There's no ARBA limit on tattoo lenght. However, most show programs don't accept long tattoos, so most breeders don't have long tattoos. ARBA limits names for registration by 30 characters.


----------



## fuzz16

http://koriswoolywabbitry.weebly.com/products-for-sale.html 


awesome pen created by a tattoo artist for his wife to use on their rabbits  I will go with the pen, seems a lot quicker and more efficient. but like said above...with my artritis so bad my hands are too shaky so i will have to have help


----------



## BlueGiants

I use a Tattoo Pen and have for years. Yes, how good the tattoo comes out depends a lot on the persons ability with the pen, but I recommend practicing on a banana before you do a rabbit. I wrap the rabbits ear around an ice cube (on the outside of the ear) and hold it there for 30 seconds to numb the ear, then tattoo it. It takes less than a minute to do a tattoo (up to 5 charaters) and the rabbits seem unaffected immediately afterwards. From my experience, I think there is less trauma to the rabbit using a pen.
Another advantage to the pen is you can "touch up" faded tattoos easier and even right before the rabbit is shown if necessary... it's not as messy as the clamp.


----------



## whitelop

Its really interesting to hear about all of your different preferences. It sounds like the pen is a definite winner though. Its interesting to hear it from a pet owners point of view. Thanks everyone for sharing!


----------



## Blaze_Amita

Kipcha said:


> The one on Frost got stuck in her ear and they could not get it out, so she started freaking so they held her down to the table and pried it open. Meanwhile, Willow started screaming when his went down and started freaking out as well.

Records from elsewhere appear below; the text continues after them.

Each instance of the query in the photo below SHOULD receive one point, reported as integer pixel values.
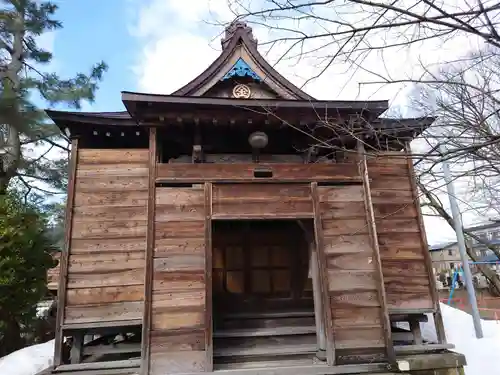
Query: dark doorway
(262, 293)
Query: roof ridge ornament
(241, 69)
(231, 31)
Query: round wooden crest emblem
(241, 91)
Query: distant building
(446, 256)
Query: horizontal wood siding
(107, 252)
(246, 201)
(406, 278)
(351, 273)
(178, 301)
(180, 172)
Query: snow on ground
(483, 355)
(28, 361)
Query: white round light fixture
(258, 140)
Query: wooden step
(265, 346)
(240, 363)
(263, 332)
(264, 323)
(269, 314)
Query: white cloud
(178, 39)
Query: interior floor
(263, 303)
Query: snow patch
(482, 355)
(28, 361)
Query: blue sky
(157, 46)
(95, 30)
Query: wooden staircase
(250, 339)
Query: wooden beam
(97, 325)
(99, 365)
(124, 347)
(372, 229)
(310, 369)
(321, 256)
(424, 348)
(438, 318)
(245, 172)
(148, 274)
(64, 261)
(208, 277)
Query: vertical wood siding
(407, 281)
(351, 273)
(178, 313)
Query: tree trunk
(485, 270)
(11, 116)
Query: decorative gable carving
(241, 69)
(240, 59)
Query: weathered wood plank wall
(293, 173)
(54, 273)
(178, 311)
(108, 241)
(272, 201)
(406, 275)
(351, 272)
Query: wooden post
(150, 239)
(321, 264)
(318, 305)
(372, 229)
(208, 277)
(438, 319)
(63, 276)
(76, 353)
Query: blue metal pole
(452, 288)
(476, 318)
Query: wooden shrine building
(240, 226)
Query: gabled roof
(239, 48)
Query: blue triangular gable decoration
(241, 69)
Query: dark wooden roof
(236, 33)
(183, 109)
(142, 106)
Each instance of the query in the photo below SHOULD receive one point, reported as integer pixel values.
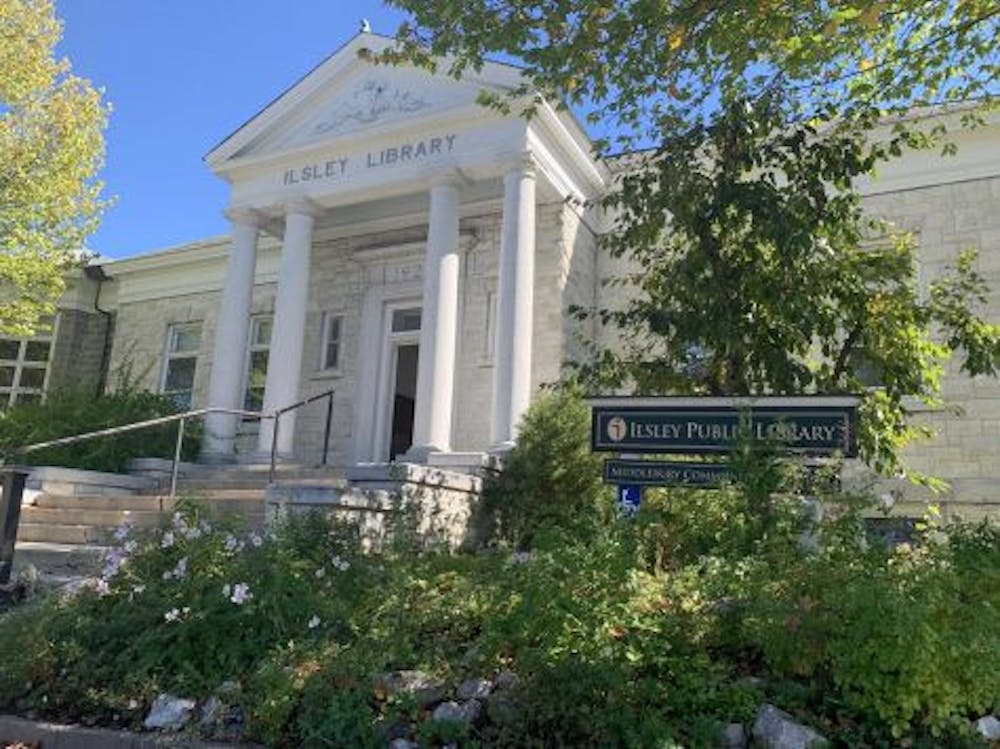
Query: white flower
(241, 594)
(181, 569)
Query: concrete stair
(64, 536)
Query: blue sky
(180, 76)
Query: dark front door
(404, 399)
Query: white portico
(408, 222)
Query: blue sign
(667, 473)
(811, 425)
(629, 499)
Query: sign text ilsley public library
(818, 426)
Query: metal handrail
(197, 413)
(277, 421)
(136, 425)
(140, 425)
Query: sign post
(629, 499)
(10, 513)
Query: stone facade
(482, 221)
(79, 349)
(947, 219)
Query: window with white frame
(259, 349)
(180, 361)
(24, 367)
(333, 327)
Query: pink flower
(241, 594)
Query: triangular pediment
(346, 96)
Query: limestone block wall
(140, 337)
(78, 349)
(947, 218)
(477, 330)
(337, 286)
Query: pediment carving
(370, 102)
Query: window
(332, 336)
(24, 367)
(259, 348)
(183, 342)
(405, 320)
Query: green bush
(551, 482)
(65, 413)
(613, 645)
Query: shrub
(872, 646)
(66, 413)
(551, 482)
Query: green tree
(756, 269)
(51, 147)
(645, 68)
(759, 272)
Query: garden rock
(474, 689)
(422, 687)
(988, 727)
(732, 736)
(776, 729)
(221, 720)
(169, 713)
(506, 680)
(402, 743)
(465, 713)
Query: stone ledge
(74, 482)
(58, 736)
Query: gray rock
(506, 680)
(776, 729)
(732, 736)
(403, 744)
(212, 712)
(988, 727)
(169, 713)
(455, 712)
(422, 687)
(752, 682)
(474, 689)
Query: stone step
(84, 515)
(79, 534)
(235, 501)
(58, 563)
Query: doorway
(404, 399)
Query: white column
(512, 368)
(284, 360)
(229, 358)
(438, 324)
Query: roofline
(285, 91)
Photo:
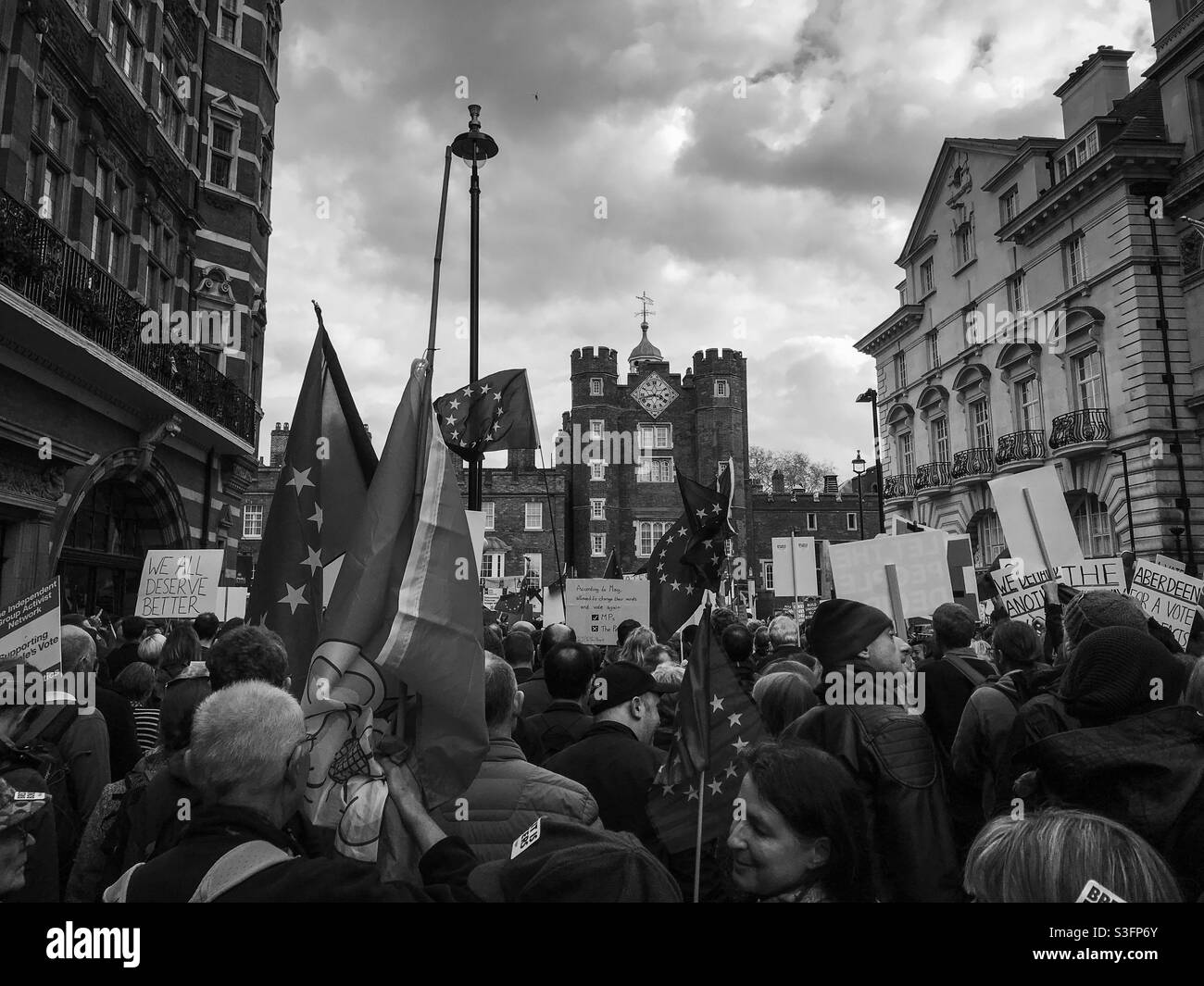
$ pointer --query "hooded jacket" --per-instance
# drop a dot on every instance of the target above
(1145, 772)
(895, 760)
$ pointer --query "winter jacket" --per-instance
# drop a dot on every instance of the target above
(85, 885)
(175, 876)
(1145, 772)
(982, 753)
(536, 696)
(618, 770)
(558, 726)
(895, 760)
(507, 797)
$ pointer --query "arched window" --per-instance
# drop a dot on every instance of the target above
(986, 536)
(1094, 525)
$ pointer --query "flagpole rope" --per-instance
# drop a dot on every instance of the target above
(552, 520)
(697, 838)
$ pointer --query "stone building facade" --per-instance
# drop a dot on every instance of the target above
(135, 176)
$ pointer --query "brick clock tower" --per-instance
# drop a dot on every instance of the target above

Needless to say, I ended the day in tears and vowing never to allow something like that to happen to my buns again.


 
This is meant in no way offensive, but To this point. I'll never use a pen again- no matter how many times I practice my handwriting is just not good enough. This scenario sounds like they didn't keep their clamp and digits in very good condition. If the digits are kept clean they slide in and out of the ear, My clamp looks brand new, despite being many years old and the ear release is checked before I tattoo every time so the situation you had, doesn't happen. Again, like with anything, if it's kept in good condition, everything works better. I tattoo my babies and then give them a treat some kisses and they do not go back to their cage until they are okay-Most of my babies to this day are still little love bugs(One of which will be 4 years old in May). 
I used to have both pen and clamp-the pen was stolen at a show right out of my bag- but I go with clamp every time-Pen is backup. I find the clamp to be much more uniform and the judges don't have to guess because the handwriting is different for each human. To me the clamp would make it easier on the judges plus to me it's easier to read as I don't wear my glasses to the barn


----------



## woahlookitsme

Also another thing people have to consider is ear length.

Try getting a clamp in a dwarfs ear? I know they make smaller ones but Man do those ears get pretty small. 

Like my mom said we use pen and I try to write in all caps so you can see it better
Here's a thread with pics  http://www.rabbitsonline.net/f20/tattooing-68700/


----------



## tmaddox9

In the rescue I work with we microchip all our bunnies. If they ever end up in a shelter, they can be scanned and returned to us. I have a beautiful blue Flemish Giant that came from a very good breeder but I really wish he didn't have that ugly tattoo in his gorgeous long ear. Somehow it seems undignified for such a regal and handsome fellow. I hope it fades. I had him microchipped when he was neutered.


----------



## RoyalLions18

I bought a pen and love it! Of course i hold the rabbits and my sister tattoo's them as i just cant do it lol I tattoo RL1 RL2 etc in my show rabbits or the ones i sell to breeders. For pets i either do R or PET in their right ear.


----------



## fuzz16

though they are required to scan...i have asked and vets and AC dont always scan. ear tattoos are very visable and are associated with show people so the rabbit is more likely to be possibly found because of it

i dont think a a tattoo ruins a rabbits appearance, though. but i have flop earred rabbits and never seen the tattoos unless i do health checks


----------



## ldoerr

I do not see my rabbits tattoos unless I am purposefully looking in their ears. To me it does not detract from the rabbits looks, especially if it placed right.


----------